Je crois qu’on  peut appeler ça un coup de cœur. Les 11h30 d’écoute sont passées à une vitesse phénoménale et j’en aurais bien écouté encore et encore.

            Desmond Bates est un retraité malentendant qui vit avec une femme un peu plus jeune qu’il aime et dont il est aimé. Depuis qu’il a quitté son poste de professeur de linguistique à l’université, il met ses pensées par écrit. Il n’a rien de particulier à raconter, sauf ses problèmes d’ouïe qui lui créent pas mal de soucis puisqu’il fait souvent semblant de bien entendre alors qu’il n’entend rien du tout. De petits faits, au départ anodins, vont secouer cette vie ennuyeuse : une jeune étudiante lui demande de devenir son directeur de thèse, elle est séduisante et un peu trop insistante ; le père de Desmond décline, il vit seul et a bien du mal à se souvenir de certaines choses, il croit également entendre sa femme depuis longtemps décédée marcher à l’étage ; il y a aussi cette visite à Auschwitz qui perturbe tant notre universitaire. Il n’y a pas à dire, on s’attache à lui très vite. Il a des défauts, des faiblesses, tente de suivre un certain nombre de principes et surtout, se montre drôle, cocasse, maladroit, touchant. La voix de Daniel Nicodème y est pour beaucoup. J’aurais apprécié le livre, c’est certain, mais le livre audio m’a complètement envahie, j’ai vécu dans cette ville de province, j’ai pleuré à certains moments, éclaté de rire à d’autres. Le comédien-lecteur mérite un éloge tout particulier parce qu’il a su modifier sa voix, il a su retransmettre l’émotion de certains passages de poésie anglaise. La jolie traduction est également à souligner, elle n’a pas dû être évidente car jeux de mots et réflexions linguistiques abondent.
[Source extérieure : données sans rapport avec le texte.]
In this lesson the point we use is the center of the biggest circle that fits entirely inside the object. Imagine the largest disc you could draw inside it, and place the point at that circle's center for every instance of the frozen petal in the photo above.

            Le comble c’est que les thèmes abordés - la surdité, la vieillesse, la mort - a priori plutôt affligeants et tristounets, prennent vie dans ce roman, deviennent intéressants, tantôt drôles, tantôt émouvants. Lodge écrase certains tabous et parle de l’inévitable. Et il reste même une petite note d’espoir pour clore cette œuvre complète. Ca fait longtemps que je n’avais pas lu Lodge, cette œuvre-là m’a donné l’envie de plonger dans d’autres de ses romans. Une très belle réussite, étonnante.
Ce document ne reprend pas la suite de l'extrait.